Port forwarding via SSH tunneling creates a secure connection between a local computer and a remote computer through which services can be relayed. Port forwarding can also provide a way to connect to a remote host that is not directly reachable from the localhost.
To configure port forwarding, you will have to perform the same steps as registering an SSH server (see Secure Shell - SSH Tool), then enter the information in the Port Forwarding section:
- Enter the local port in the Local Source Port field.
- Enter the server that you want to forward to in the Destination field. Note that this server can be the same server as the SSH server itself. The reason for doing this is to establish a secure connection from the local host to this server, and you don't want to dedicate another server just to provide the port forwarding.
- Click the Add button to save this port forwarding entry.
- You may repeat the above steps to port forward to multiple destination servers.
- Click the Save button to complete the SSH server registration.
Example:
In the above example, we have configured port forwarding on the 10.220.201.174 server, which is bound to port 9998 on the local host where ADS is running. To activate this port forwarding, you will need to right-click on this SSH Connection that you have registered and select the Open option. This will open an SSH connection to the 10.220.201.174 server on port 22, and configure port forwarding to the 10.220.201.93 server on port 3306, which is bound to port 9998 on the local host where ADS is running. This is equivalent to executing the following command on the localhost:
ssh -L 9998:10.220.201.93:3306 10.220.201.174
Note:
- Opening the SSH Connection (with or without port forwarding) will open an SSH shell in the right-hand side panel of the ADS window.
- Any port forwarding information will be shown to the right of the toolbar buttons in the SSH shell.
- To close the port forwarding on this server, just close the SSH shell.
- When you launch ADS, any open port forwarding in the previous session is automatically re-establish in the new session.
With the above port forwarding open, any connection to localhost:9998 will be forwarded to the 10.220.201.93 server on port 3306, via the 10.220.201.174 server on port 22. In order for this port forwarding to work and make sense, please note the following:
- The client connecting to localhost:9998 does not have to be aware of the port forwarding.
- The 10.220.201.174 host must have an SSH server running on port 22, and be reachable from the local host.
- The 10.220.201.93 server, port 3306 must be reachable from the 10.220.201.174 host.
- The 10.220.201.93 server, port 3306 does not have to (but could) be directly reachable from the localhost.
Usage Example
In the following example, we'll use our previously configured SSH connection with port forwarding to connect securely from ADS to MySQL database running on the 10.220.201.93 server on port 3306. Also in this example, the 10.220.201.93 server is firewall-protected to keep out external attackers so that you can’t directly access the database server.

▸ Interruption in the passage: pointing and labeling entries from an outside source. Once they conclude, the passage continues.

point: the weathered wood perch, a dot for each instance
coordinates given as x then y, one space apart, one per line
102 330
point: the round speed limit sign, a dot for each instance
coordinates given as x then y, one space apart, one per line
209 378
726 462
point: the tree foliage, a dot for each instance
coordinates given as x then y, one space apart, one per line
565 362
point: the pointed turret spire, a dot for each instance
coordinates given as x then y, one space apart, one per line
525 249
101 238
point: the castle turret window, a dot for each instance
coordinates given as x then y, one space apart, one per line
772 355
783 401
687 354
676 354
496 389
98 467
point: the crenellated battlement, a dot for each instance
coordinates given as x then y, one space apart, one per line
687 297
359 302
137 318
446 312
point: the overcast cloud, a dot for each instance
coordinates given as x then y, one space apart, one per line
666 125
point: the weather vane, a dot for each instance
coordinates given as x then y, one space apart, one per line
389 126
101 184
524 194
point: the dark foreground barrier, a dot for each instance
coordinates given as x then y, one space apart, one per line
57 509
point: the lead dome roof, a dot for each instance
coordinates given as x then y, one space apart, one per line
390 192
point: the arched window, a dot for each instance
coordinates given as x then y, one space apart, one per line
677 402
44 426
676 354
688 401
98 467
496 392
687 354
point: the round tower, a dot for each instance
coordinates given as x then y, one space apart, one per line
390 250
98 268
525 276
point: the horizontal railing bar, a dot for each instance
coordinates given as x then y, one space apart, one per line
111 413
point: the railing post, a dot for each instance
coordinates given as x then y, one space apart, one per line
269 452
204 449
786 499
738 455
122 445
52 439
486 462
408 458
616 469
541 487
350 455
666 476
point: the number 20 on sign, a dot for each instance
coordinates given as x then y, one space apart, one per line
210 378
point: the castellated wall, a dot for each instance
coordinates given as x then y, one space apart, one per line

It is configured to be accessible only from the 10.220.201.174 jump box.
When we register the MySQL database server, we enter the connection information as localhost, port 9998. With this database connection setup and the port forwarding we have in the earlier example, the communication between ADS and MySQL will happen via the secure SSH tunnel. Note that in order for this to work, the SSH connection with port forwarding has to be opened and remain open for the duration of this database session.